Zwei Geschwindigkeiten unter einem Dach

Wer die fünf Werte nebeneinanderlegt, erkennt zwei unterschiedliche Geschichten. Volkswagen und BMW erholen sich von tiefen Kursverlusten – die Jahresbilanzen bleiben trotz der jüngsten Stärke deutlich negativ. Commerzbank, Deutsche Bank und RWE dagegen bauen auf bereits bestehenden Aufwärtstrends auf und nähern sich ihren 52-Wochen-Hochs.

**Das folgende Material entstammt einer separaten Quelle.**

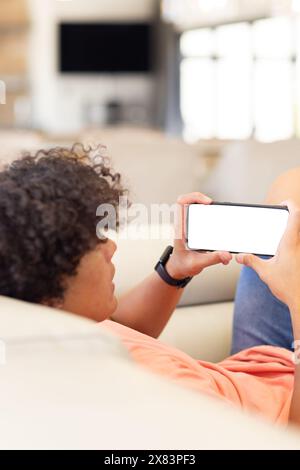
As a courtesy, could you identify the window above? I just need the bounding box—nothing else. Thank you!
[181,17,300,142]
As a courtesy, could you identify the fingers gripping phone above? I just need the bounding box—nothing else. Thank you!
[186,202,289,256]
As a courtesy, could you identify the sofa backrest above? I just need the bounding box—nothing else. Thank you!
[0,298,300,450]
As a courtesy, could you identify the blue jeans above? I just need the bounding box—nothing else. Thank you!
[232,267,294,354]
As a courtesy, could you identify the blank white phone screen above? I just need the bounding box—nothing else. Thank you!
[187,204,289,256]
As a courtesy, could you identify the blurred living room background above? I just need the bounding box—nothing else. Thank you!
[0,0,300,203]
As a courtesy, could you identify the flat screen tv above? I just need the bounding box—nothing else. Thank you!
[59,23,152,73]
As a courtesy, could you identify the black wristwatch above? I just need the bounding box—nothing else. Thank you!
[155,246,193,289]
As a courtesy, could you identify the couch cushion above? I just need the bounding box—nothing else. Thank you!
[0,322,299,450]
[0,297,127,357]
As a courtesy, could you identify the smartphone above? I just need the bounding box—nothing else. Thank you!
[186,202,289,256]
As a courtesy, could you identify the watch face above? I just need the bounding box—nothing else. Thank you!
[160,246,174,265]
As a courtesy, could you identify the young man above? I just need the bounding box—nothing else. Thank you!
[0,146,300,430]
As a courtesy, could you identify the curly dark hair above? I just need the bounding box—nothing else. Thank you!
[0,144,126,305]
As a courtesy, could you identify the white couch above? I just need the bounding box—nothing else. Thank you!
[0,241,300,450]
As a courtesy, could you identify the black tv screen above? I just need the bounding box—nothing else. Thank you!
[59,23,151,73]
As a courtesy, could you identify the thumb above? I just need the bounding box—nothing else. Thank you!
[235,253,267,276]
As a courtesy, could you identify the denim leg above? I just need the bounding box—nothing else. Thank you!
[232,267,294,354]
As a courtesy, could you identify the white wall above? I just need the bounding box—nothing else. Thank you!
[28,0,157,134]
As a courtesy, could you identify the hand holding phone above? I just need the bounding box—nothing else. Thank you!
[187,202,289,256]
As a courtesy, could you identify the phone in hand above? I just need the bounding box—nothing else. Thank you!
[186,202,289,256]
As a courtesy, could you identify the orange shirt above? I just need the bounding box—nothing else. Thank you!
[101,320,295,423]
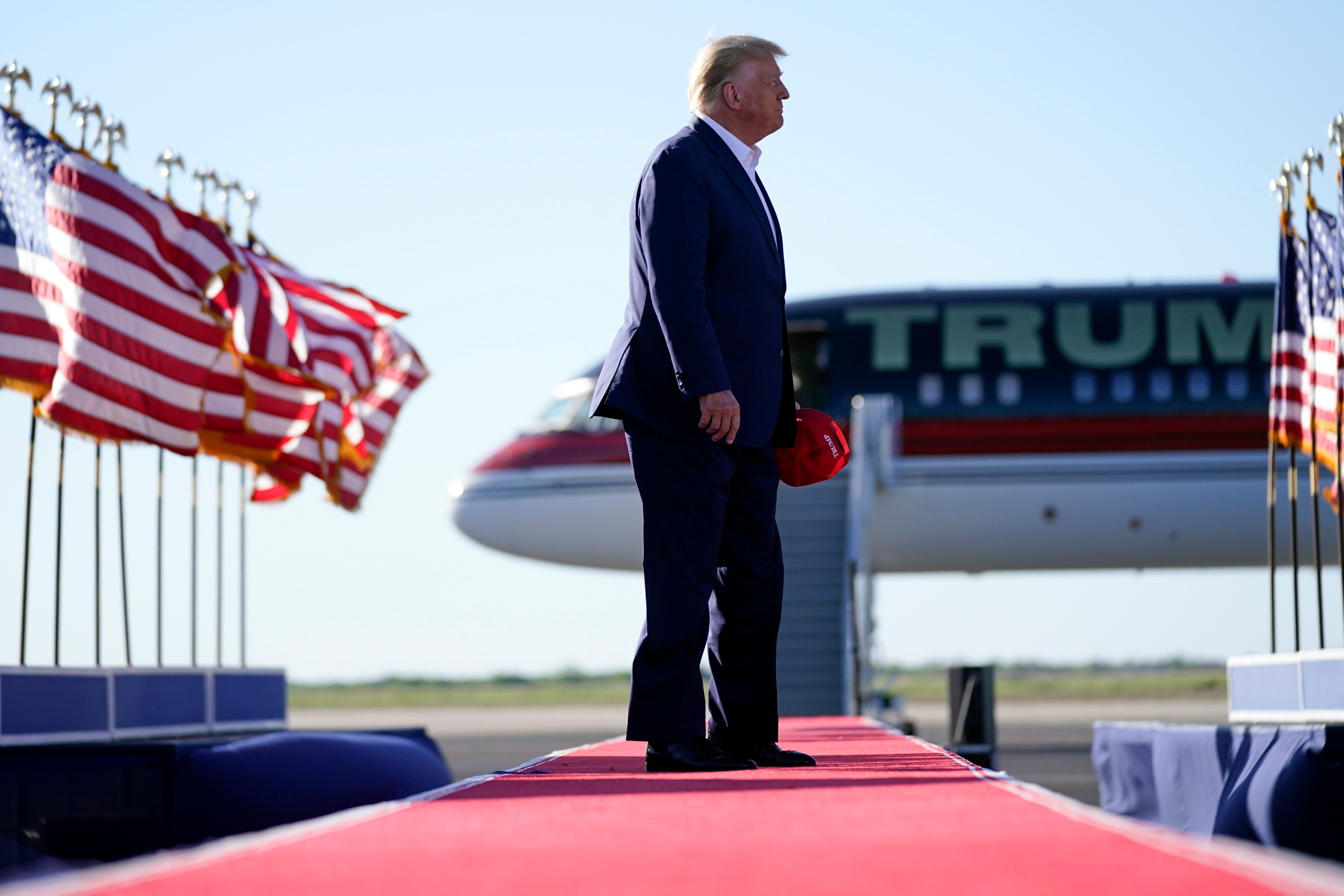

Diese Zweiteilung ist entscheidend für die Einordnung des Rankings. Ein hohes 30-Tage-Momentum bei Volkswagen bedeutet etwas anderes als bei der Deutschen Bank: Im einen Fall handelt es sich um eine Gegenbewegung aus der Verlustzone, im anderen um die Fortsetzung einer bereits etablierten Stärke. Für die Commerzbank wiederum liefert der erhöhte RSI-Wert einen Hinweis darauf, dass die Dynamik in absehbarer Zeit an Tempo verlieren könnte. Bei RWE und der Deutschen Bank spricht die Kombination aus moderatem RSI und stabilem Abstand zum langfristigen Durchschnitt eher für eine tragfähige Fortsetzung des Trends.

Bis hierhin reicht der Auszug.